What I actually treasure most is receiving the greatest accolade of all from Geoff Piggott in one such report: “A good fog”. Well that’s what his handwriting looked like, and others got the same signal honour. I was chuffed because – and I am not making this up – I was weather monitor at the time. As with Ripping Yarns’ Eric Olthwaite, I really was a boring little tit when it came to precipitation and rainfall gauges. Most contemporaries from school will also recall my Doogie Howser, space cadet years. I am somewhere between an urban myth and a trivial pursuit question – “Who is the youngest Brit to have worked at NASA’s Jet Propulsion Laboratory” and that was I.

School was like that. You could do anything and nobody was surprised when I did.

So what I learned from school – apart from the fact there is more land mass in the Northern Hemisphere – was to plough my own furrow. That, and realising that nobody likes a Smart Arse. After my space cadet summer, I was called in to see the Head, who on a good day did a passable impression of Darth Vader. The conversation was priceless. The idea was to chivvy me along and remind me to knuckle down to some work. Within about ten milliseconds, he stuck the boot in.
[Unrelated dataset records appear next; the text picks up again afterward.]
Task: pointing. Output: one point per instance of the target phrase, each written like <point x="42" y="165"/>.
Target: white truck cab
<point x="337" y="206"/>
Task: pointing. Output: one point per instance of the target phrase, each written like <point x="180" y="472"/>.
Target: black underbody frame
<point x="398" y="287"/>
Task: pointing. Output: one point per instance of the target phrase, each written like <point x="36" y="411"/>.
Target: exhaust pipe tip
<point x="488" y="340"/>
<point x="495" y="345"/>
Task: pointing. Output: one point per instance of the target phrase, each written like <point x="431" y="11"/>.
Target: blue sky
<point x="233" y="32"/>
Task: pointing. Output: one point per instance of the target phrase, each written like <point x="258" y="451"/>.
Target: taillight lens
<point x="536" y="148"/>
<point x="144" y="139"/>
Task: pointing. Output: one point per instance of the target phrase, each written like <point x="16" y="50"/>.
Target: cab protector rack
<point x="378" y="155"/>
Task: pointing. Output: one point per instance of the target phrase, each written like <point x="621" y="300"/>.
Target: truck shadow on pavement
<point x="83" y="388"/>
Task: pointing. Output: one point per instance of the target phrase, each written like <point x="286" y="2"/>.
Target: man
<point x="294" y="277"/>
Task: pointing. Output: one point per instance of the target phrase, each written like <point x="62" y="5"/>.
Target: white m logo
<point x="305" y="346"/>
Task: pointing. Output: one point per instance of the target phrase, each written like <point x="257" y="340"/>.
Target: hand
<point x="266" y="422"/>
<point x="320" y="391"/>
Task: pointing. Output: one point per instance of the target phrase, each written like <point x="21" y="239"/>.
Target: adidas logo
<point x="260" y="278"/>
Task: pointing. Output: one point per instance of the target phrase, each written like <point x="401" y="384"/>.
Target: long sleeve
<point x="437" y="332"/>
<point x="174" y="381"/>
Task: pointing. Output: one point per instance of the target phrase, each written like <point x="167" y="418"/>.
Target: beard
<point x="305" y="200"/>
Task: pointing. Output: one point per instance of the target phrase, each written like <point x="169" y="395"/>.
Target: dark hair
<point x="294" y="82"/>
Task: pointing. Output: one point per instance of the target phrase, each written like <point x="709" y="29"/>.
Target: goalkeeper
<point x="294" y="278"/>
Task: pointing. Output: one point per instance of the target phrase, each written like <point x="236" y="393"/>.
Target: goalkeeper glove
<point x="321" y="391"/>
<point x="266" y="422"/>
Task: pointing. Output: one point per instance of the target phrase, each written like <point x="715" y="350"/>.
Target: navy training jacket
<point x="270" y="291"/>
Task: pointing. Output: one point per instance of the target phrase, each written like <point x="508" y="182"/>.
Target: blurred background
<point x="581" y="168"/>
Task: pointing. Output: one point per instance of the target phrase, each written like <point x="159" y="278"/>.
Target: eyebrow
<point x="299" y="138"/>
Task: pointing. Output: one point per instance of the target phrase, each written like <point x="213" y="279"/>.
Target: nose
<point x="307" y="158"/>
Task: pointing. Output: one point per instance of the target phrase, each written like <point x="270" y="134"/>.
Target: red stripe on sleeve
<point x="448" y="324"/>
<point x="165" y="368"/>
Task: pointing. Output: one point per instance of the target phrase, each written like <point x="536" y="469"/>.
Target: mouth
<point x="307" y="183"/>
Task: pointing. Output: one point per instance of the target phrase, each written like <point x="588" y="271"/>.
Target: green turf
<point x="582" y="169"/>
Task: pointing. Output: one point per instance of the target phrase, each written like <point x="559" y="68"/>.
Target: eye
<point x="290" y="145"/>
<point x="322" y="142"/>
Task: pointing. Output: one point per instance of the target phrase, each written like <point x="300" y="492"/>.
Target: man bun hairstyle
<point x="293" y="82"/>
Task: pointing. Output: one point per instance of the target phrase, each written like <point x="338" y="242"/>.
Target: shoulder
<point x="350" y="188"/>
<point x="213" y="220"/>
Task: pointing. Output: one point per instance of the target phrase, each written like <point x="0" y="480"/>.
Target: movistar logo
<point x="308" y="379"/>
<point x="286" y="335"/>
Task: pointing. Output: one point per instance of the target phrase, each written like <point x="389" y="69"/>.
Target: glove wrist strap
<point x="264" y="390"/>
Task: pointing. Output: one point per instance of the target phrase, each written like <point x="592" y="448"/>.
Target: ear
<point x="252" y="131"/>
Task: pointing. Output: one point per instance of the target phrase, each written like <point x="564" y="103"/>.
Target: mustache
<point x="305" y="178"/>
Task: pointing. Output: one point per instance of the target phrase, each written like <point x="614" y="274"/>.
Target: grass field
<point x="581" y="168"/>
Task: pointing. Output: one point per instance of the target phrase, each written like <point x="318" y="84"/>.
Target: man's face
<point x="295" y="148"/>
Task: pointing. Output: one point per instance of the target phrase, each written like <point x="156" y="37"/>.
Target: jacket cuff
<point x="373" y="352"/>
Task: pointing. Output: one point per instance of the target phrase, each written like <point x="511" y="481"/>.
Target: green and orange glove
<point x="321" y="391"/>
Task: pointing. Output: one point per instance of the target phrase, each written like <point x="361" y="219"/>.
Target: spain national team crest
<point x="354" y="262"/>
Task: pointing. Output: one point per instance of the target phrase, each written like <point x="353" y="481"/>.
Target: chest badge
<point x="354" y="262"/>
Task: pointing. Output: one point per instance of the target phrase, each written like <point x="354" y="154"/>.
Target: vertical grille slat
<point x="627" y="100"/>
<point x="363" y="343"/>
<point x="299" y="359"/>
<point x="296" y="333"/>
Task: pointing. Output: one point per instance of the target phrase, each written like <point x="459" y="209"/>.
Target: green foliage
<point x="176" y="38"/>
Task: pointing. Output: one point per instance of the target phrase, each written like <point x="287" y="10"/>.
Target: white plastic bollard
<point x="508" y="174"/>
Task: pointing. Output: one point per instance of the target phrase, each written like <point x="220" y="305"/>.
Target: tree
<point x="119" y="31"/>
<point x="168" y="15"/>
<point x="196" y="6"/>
“You think you are clever, you are too clever by half, you like taking the mickey, but you never stick at anything, you enjoy making trouble, you have the gift of the gab….” and that was the nicest part. If that isn’t a job description for a newspaper journalist, I don’t know what is.

Much has been made of the unfairness of the Grammar School system, but nowhere have I ever seen anything on what it really meant on a daily basis – namely that you wouldn’t get your head kicked in on Platt Avenue. That was – metaphorically at least – the role of teachers. Most were all salaried eccentrics and some were the most subversive lunatics I have ever encountered. I was utterly in awe of them. Exhibit A: the art teacher who took his clothes off and sat in a dustbin of mud during a house assembly. Another who played “Razzle In My Pocket” by Ian Dury to us – an unrepentant paean to the joys of shoplifting porn mags from street markets – as being worthy of Shakespeare.

And more than anything, we weren’t told what to think. We were shown how to. Ideological purity was thankfully absent from our education.

Invariably, however, we were told what to do.

Consider the end of term after the first year. I remember quite vividly being told I would be doing Latin. Latin! I don’t think I was ever in such a rat bate when I found out. I wanted to do German, as did most people: but a funny thing happened on the way to Form 2L. I actually fell in love with the subject and in Andrew (“A.J.”) Wood probably the best teacher I have ever had. Without him, I wouldn’t have finished this piece until 2028. Thank you for the appreciation of language, sir.

I should also mention an English teacher called Stephen Adams (known as “Ernie” for some reason). He introduced us to Watership Down by Richard Adams, probably still my favourite book, remarkable because I hated it at first. In one lesson, I recall probably the finest piece of quicksilver wit when someone realised the teacher, a classmate and author all had the same surname.

“Mr. Adams, I asked Adams what Adams meant and he was adamant.” (Five years later he might actually have dressed as Adam Ant).

Thank you for everything, Sandbach School.

To anyone else about to screw up your A Levels, don’t worry. Use every disadvantage to your advantage; don’t worry if you don’t make the grade: and that piece of Latin adorning your breast pocket? Words to live by – what you sow, so shall you reap – that, and my own: what a lucky break it was to have been there, in that glorious dawn when anything and everything seemed possible.